Class BroadcastableTableSchema

  • All Implemented Interfaces:
    java.io.Serializable

    public final class BroadcastableTableSchema
    extends java.lang.Object
    implements java.io.Serializable
    Broadcastable wrapper for TableSchema with ZERO transient fields to optimize Spark broadcasting.

    Contains all essential fields from TableSchema needed on executors, but without the Logger reference. Executors will reconstruct TableSchema from these fields.

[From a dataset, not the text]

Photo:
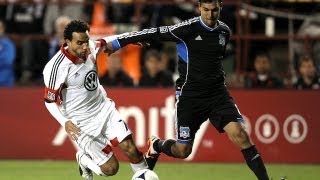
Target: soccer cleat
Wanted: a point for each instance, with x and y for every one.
(152, 155)
(85, 172)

    Why ZERO transient fields matters:
    Spark's SizeEstimator uses reflection to estimate object sizes before broadcasting. Each transient field forces SizeEstimator to inspect the field's type hierarchy, which is expensive. Logger references are particularly costly due to their deep object graphs (appenders, layouts, contexts). By eliminating ALL transient fields and Logger references, we:

    • Minimize SizeEstimator reflection overhead during broadcast preparation
    • Reduce broadcast variable serialization size
    • Avoid accidental serialization of non-serializable objects
    See Also:
    Serialized Form
    • Method Detail

      • from

        public static BroadcastableTableSchema from​(@NotNull
                                                    TableSchema source)
        Creates a BroadcastableTableSchema from a source TableSchema. Extracts all essential fields but excludes the Logger.
        Parameters:
        source - the source TableSchema (driver-only)
        Returns:
        broadcastable version without Logger
      • getCreateStatement

        public java.lang.String getCreateStatement()
      • getModificationStatement

        public java.lang.String getModificationStatement()
      • getPartitionKeyColumns

        public java.util.List<java.lang.String> getPartitionKeyColumns()
      • getPartitionKeyColumnTypes

        public java.util.List<ColumnType<?>> getPartitionKeyColumnTypes()
      • getKeyFieldPositions

        public java.util.List<java.lang.Integer> getKeyFieldPositions()
      • getWriteMode

        public WriteMode getWriteMode()
      • getTtlOption

        public TTLOption getTtlOption()
      • getLowestCassandraVersion

        public java.lang.String getLowestCassandraVersion()
      • isQuoteIdentifiers

        public boolean isQuoteIdentifiers()
      • normalize

        public java.lang.Object[] normalize​(java.lang.Object[] row)
        Normalizes a row by applying type converters to each field. This mirrors the normalize method in TableSchema but uses the broadcast-safe converters list.
        Parameters:
        row - the row data to normalize
        Returns:
        the normalized row (same array instance, mutated in place)
      • getKeyColumns

        public java.lang.Object[] getKeyColumns​(java.lang.Object[] allColumns)
        Extracts key columns from all columns based on key field positions. This mirrors the getKeyColumns method in TableSchema but uses the broadcast-safe keyFieldPositions list.
        Parameters:
        allColumns - all columns in the row
        Returns:
        array containing only the key columns
      • getKeyColumns

        @NotNull
        public static java.lang.Object[] getKeyColumns​(java.lang.Object[] allColumns,
                                                       java.util.List<java.lang.Integer> keyFieldPositions)